The task is to compute the minimum number of operations required to move the robot from $$(1,1)$$ to $$(n,m)$$.

Note: You are allowed to choose both the magnitudes and the moving directions in each operation arbitrarily (subject to the parity restrictions). This means that if more than one operation is used in one direction, you may cancel out some extra distance. In other words, if a given operation does not exactly match the remaining distance, you can overshoot and then come back later as long as the parity conditions are met.

Analysis: Let $$dx=n-1$$ and $$dy=m-1$$ be the required displacements in the horizontal and vertical directions respectively. Notice that a single operation can only be used in one axis. Hence, at least one horizontal move and one vertical move must be scheduled. There are two possible assignments for the two operations:

1. Assign an odd-indexed move (which must move an odd number of steps) to horizontal and an even-indexed move (which must move an even number of steps) to vertical. This assignment requires $$dx$$ to be odd and $$dy$$ to be even ($$dy\ge2$$ because an even-indexed move cannot move 1 step).
2. Alternatively, assign an even-indexed move to horizontal and an odd-indexed move to vertical. This requires $$dx$$ to be even (with $$dx\ge2$$) and $$dy$$ to be odd.

If one of these assignments is possible then the answer is 2. Otherwise, in order to adjust the parity in one axis we need at least 3 operations.

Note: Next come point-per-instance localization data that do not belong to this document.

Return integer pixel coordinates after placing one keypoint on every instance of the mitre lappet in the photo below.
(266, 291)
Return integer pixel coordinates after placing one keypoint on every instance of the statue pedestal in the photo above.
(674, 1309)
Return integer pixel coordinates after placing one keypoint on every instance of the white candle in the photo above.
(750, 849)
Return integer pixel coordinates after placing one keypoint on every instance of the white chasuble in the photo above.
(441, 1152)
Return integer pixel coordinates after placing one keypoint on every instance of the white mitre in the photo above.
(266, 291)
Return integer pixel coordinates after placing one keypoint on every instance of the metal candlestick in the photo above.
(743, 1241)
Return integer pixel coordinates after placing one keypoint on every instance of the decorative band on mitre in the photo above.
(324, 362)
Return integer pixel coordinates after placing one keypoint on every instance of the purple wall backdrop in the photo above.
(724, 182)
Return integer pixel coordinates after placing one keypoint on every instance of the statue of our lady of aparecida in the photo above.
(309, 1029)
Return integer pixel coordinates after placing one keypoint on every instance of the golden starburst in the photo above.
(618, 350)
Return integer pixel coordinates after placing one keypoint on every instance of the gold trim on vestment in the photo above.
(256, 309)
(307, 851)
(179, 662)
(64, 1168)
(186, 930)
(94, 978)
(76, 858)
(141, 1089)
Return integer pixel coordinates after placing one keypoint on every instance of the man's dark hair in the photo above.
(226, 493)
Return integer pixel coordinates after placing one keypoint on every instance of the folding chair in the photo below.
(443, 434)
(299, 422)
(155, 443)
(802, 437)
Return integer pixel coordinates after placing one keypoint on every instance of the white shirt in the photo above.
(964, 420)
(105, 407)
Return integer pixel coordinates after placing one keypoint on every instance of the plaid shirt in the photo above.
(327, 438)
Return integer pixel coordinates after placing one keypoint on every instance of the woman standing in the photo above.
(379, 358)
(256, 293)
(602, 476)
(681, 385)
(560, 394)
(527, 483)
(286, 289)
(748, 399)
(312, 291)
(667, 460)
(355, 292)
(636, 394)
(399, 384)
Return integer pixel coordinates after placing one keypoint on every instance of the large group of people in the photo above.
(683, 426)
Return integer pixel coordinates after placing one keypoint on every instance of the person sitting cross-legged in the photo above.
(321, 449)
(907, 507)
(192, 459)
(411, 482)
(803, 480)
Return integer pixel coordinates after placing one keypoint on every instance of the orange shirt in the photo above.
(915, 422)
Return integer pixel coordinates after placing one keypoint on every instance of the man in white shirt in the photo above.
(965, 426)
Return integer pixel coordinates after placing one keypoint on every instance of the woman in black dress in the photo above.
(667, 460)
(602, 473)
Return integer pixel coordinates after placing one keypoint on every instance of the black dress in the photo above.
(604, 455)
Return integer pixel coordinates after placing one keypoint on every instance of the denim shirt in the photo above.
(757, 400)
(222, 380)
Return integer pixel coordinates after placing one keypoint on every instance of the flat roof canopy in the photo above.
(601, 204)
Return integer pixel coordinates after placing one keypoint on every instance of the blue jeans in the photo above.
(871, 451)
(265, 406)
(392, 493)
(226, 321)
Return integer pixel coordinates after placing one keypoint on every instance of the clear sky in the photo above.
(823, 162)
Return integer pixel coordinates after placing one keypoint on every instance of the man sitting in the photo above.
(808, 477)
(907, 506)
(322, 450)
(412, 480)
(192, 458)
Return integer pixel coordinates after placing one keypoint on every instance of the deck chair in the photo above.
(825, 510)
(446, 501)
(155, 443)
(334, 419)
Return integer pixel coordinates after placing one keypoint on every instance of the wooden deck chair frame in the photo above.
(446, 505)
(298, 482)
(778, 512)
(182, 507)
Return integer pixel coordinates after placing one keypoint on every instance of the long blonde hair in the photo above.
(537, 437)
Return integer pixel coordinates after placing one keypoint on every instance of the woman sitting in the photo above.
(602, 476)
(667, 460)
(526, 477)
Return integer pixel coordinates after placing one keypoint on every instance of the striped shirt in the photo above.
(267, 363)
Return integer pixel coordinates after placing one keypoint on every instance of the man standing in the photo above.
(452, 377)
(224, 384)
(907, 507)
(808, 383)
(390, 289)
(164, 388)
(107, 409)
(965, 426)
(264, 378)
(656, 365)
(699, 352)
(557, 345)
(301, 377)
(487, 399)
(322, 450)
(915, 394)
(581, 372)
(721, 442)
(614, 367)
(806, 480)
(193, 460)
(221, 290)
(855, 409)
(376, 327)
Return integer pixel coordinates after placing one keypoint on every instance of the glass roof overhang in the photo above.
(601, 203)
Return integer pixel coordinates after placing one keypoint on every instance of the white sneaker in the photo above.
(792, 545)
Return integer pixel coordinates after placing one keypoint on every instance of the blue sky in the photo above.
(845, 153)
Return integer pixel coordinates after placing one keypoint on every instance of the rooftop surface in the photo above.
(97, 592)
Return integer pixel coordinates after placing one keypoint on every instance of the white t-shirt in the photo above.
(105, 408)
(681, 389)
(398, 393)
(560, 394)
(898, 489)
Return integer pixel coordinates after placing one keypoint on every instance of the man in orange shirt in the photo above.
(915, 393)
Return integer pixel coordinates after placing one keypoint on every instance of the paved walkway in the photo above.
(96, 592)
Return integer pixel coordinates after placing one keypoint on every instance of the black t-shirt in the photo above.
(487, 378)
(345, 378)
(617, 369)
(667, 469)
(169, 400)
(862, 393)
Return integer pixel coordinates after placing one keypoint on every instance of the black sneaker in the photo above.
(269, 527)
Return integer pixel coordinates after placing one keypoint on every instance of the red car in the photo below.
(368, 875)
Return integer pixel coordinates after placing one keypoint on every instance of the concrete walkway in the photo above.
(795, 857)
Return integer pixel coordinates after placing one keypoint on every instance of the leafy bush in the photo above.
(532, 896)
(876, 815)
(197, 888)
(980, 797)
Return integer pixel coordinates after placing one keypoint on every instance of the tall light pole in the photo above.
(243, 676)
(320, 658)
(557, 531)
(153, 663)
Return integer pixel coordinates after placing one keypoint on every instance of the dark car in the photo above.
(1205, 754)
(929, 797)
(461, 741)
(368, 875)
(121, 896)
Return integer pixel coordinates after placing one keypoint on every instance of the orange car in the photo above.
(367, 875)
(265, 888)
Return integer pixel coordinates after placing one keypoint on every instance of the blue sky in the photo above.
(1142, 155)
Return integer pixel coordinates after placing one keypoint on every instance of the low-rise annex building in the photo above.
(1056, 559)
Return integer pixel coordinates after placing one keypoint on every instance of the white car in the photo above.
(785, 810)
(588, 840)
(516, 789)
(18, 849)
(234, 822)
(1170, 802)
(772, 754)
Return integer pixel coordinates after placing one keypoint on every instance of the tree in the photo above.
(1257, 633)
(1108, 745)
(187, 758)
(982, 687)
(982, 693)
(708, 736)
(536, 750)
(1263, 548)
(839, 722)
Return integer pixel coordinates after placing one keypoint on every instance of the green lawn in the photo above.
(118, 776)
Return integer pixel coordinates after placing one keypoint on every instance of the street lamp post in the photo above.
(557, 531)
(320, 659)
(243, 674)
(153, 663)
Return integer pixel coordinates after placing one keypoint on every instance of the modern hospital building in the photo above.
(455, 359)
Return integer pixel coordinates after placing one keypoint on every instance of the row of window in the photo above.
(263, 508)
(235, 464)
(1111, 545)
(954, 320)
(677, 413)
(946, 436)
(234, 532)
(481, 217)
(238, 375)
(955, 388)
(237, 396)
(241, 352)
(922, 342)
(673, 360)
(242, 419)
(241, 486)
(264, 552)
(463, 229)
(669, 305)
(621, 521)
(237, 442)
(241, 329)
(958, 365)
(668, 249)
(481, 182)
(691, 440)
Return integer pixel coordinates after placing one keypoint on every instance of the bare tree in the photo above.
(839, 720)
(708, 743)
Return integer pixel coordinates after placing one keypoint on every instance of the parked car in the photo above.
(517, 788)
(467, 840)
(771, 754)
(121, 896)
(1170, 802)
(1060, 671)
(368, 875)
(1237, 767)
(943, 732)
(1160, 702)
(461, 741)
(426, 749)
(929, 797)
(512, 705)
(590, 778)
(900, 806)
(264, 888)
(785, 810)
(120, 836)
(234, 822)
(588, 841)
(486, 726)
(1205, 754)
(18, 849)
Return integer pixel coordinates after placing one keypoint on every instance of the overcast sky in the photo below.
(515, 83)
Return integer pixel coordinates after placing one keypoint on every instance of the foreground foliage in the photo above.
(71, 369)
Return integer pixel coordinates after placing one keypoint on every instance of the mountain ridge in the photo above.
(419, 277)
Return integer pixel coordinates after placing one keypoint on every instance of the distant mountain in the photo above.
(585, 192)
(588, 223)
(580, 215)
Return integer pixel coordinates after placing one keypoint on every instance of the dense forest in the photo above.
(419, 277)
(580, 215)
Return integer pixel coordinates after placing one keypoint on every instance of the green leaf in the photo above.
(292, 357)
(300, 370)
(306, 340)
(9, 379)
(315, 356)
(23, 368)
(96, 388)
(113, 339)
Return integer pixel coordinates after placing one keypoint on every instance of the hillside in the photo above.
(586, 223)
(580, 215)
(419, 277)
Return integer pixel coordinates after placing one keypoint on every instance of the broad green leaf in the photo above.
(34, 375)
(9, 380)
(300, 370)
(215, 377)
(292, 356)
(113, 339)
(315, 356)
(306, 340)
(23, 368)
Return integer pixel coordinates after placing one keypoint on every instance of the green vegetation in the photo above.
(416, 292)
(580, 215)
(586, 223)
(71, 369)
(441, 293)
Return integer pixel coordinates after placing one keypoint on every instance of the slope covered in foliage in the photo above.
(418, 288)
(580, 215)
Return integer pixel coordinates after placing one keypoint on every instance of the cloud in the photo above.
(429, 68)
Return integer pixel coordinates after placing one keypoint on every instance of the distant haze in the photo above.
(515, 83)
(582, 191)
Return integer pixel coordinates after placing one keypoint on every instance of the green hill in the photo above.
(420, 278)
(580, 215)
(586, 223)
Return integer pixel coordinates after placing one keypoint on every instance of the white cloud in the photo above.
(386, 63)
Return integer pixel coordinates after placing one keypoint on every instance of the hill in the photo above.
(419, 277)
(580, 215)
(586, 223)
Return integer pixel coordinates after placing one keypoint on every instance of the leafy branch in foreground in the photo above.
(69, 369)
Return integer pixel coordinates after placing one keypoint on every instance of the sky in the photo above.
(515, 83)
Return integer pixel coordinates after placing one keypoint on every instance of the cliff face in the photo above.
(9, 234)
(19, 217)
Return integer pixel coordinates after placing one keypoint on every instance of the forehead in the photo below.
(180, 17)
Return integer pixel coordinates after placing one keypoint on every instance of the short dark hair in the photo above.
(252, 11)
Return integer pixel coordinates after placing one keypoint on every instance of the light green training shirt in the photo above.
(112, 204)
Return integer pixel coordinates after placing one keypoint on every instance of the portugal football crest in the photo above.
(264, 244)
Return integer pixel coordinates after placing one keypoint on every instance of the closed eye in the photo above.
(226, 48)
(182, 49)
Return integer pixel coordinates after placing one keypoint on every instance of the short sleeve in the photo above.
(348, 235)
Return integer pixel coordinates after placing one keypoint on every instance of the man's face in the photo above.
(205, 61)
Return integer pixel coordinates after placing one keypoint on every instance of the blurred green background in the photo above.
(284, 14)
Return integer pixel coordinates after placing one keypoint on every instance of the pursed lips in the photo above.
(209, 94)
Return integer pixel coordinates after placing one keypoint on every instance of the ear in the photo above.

Thus, the answer is determined as follows:

$$\text{If }\Big((dx\;\bmod\;2=1 \text{ and } dy\;\bmod\;2=0 \text{ and } dy\ge2) \quad \text{or} \quad (dx\;\bmod\;2=0 \text{ and } dx\ge2 \text{ and } dy\;\bmod\;2=1)\Big)\text{, then answer }=2; $$

Otherwise, answer = 3.

For example:

• For $$n=2,m=2$$, we have $$dx=1$$ and $$dy=1$$. Neither assignment works, so the answer is 3.
• For $$n=2,m=3$$, we have $$dx=1$$ (odd) and $$dy=2$$ (even with $$dy\ge2$$), so the answer is 2.
• For $$n=3,m=2$$, we have $$dx=2$$ (even with $$dx\ge2$$) and $$dy=1$$ (odd), so the answer is 2.
• For $$n=3,m=3$$, we have $$dx=2$$ and $$dy=2$$; neither of the two assignments fits, thus answer = 3.

Your task is to implement this logic.

inputFormat

The input consists of a single line containing two integers $$n$$ and $$m$$ ($$n,m\ge2$$), which represent the target cell $$(n,m)$$.

outputFormat

Output a single integer: the minimum number of operations required to reach $$(n,m)$$ from $$(1,1)$$.

sample

2 2

3